• Sep 22, 2020:
    • Planning committee unanimously approves Sainsbury's supermarket at Ludlow, Rocks Green

      At 3.20pm this afternoon, Shropshire Council's Southern Planning Committee unanimously decided to approve a Sainsbury's supermarket and Argos at Rocks Green. The development will also include a petrol filling station and four EV charging points.

      This is a decision that will divide our town. In my last straw poll, 59% thought Sainsbury's will be good for Ludlow. They wanted a greater choice of shopping. But just over a third of respondents thought the supermarket would be bad for Ludlow. They were concerned with the survival of Ludlow's town centre. Make or break our town, we are going to get what one councillor described as a "gruesome supermarket building".

      The decision came after planning officers spent 20 minutes introducing the scheme after which there was five minutes discussion by planning committee members. I had previous submitted a comment as had the developer. Viv Parry, councillor for Ludlow South and Rocks Green, did not comment or attend.

      This decision ends a planning saga that began in 2014. After a lengthy debate across Ludlow and discussions in two planning committee meetings, the principle of the scheme was approved in 2017. I had proposed rejecting the scheme, but a counter proposal by Gwilym Butler for Cleobury Mortimer put forward approval because he said something "should be done for the ordinary people of Ludlow". The development was approved by a single vote.

      At that point, the committee thought it was approving a scheme with Lidl as the anchor tenant.
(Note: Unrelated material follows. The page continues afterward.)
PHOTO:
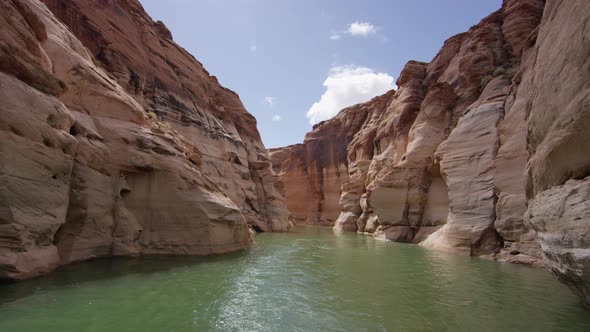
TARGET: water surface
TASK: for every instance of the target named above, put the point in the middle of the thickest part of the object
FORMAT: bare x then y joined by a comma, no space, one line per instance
308,280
But after the meeting, Lidl reconsidered its expansion plans and dropped Ludlow. Blackfriars Property began wooing other supermarket chains. Marks and Spencer came into the frame, planning to launch a new format food store in Ludlow. The scheme was redesigned to accommodate M&S. But then M&S walked away. Earlier this summer, Viv Parry and I were told that Sainsbury's was the new prospect.

      Because the scheme was approved in outline in 2017, the planning committee could not reject the principle of the scheme today. It did have the option of rejecting the design of the scheme or to modify the scheme but the only concerns raised by the two committee members who spoke were about plating and lighting. Councillor Cecilia Motley gave the quote of the day along the lines of - 'with the greatest respect to Mr Sainsbury's, supermarkets are not thing of beauty'. She hoped for 'softening of that rather gruesome meeting'.
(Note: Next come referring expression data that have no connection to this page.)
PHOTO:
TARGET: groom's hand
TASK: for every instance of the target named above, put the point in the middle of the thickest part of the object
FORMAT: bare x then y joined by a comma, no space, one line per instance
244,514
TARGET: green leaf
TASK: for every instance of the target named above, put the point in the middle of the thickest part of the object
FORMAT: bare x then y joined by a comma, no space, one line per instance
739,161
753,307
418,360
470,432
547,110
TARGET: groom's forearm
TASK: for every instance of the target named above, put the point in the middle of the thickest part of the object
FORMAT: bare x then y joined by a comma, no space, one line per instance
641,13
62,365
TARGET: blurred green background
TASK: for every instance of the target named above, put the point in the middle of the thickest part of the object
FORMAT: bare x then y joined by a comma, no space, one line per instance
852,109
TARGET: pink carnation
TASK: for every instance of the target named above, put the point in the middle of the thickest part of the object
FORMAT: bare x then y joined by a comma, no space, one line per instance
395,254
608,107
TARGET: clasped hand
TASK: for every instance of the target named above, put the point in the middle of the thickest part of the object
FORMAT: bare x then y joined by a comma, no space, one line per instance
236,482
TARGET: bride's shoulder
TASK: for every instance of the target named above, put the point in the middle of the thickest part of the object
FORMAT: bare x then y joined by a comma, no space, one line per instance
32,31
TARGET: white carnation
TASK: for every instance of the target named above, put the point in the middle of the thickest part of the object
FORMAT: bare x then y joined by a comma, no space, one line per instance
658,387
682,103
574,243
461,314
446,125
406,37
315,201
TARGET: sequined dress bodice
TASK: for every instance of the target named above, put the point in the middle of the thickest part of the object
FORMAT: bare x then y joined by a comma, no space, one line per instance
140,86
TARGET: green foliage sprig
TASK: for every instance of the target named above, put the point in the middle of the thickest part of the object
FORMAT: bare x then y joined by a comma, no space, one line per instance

      The prospect of an out of town supermarket has become much closer to a reality with today's decision. The retail market is more turbulent than ever now and that means even permitted schemes can end up not being built. But Sainsbury's has told us it is keen to get its spades in the ground and get on with the project.
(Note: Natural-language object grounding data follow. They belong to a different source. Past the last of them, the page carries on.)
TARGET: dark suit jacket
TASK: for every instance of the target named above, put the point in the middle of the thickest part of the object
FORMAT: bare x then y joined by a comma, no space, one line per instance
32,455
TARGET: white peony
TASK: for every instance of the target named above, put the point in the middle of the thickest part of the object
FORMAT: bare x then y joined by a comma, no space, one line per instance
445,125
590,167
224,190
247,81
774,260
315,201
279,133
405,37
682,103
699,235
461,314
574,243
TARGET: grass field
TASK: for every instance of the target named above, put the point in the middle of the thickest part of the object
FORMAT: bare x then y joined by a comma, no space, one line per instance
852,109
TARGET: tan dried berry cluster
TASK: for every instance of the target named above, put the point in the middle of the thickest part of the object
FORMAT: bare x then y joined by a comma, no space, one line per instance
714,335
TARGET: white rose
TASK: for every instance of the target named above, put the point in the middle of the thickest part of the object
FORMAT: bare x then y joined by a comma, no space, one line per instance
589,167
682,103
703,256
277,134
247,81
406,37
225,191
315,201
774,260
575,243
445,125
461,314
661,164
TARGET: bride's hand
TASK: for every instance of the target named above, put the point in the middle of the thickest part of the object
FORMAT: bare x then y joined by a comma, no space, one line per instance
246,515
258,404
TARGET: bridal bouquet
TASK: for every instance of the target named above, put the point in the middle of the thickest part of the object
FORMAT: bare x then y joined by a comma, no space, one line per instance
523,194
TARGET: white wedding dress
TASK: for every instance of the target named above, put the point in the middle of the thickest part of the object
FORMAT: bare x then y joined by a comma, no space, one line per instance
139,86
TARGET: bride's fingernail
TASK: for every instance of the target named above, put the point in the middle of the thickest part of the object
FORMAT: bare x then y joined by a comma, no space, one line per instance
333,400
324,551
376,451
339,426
      Blackfriars Property is expected to start work on the site in the next few months to try and get the site reprofiled before the worst of the winter limits large scale earth movement. Working times are limited in the outline planning permission Monday to Friday 07:30-18:00 and Saturday 08:00-13:00. But emergency Covid-19 rules could mean that work continues until 9pm Monday to Saturday. I hope officers will resist any application for extended hours to preserve the peace and quiet of residents of Rocks Green.

      We now need to move our attention back to Ludlow town centre. It has suffered this year with Covid-19 and the need to cancel most festivals. We need to plan for its long term future as a town of independent traders, distinctive shopping and a welcoming place to be.

      It is an irony of the way our system works that we direct a lot of our resources to an out of town supermarket application but have very limited resources to protect one of the finest historic town centres in the country.

    • Sainsbury's statement to planning committee ahead of a decision this afternoon

      This afternoon Shropshire Council's Southern Planning Committee will decide on the application to construct a supermarket and petrol filling station at Rocks Green. Í am expecting the scheme to be improved but it could be better. The meeting starts at 2pm. Sainsbury's is second on the agenda.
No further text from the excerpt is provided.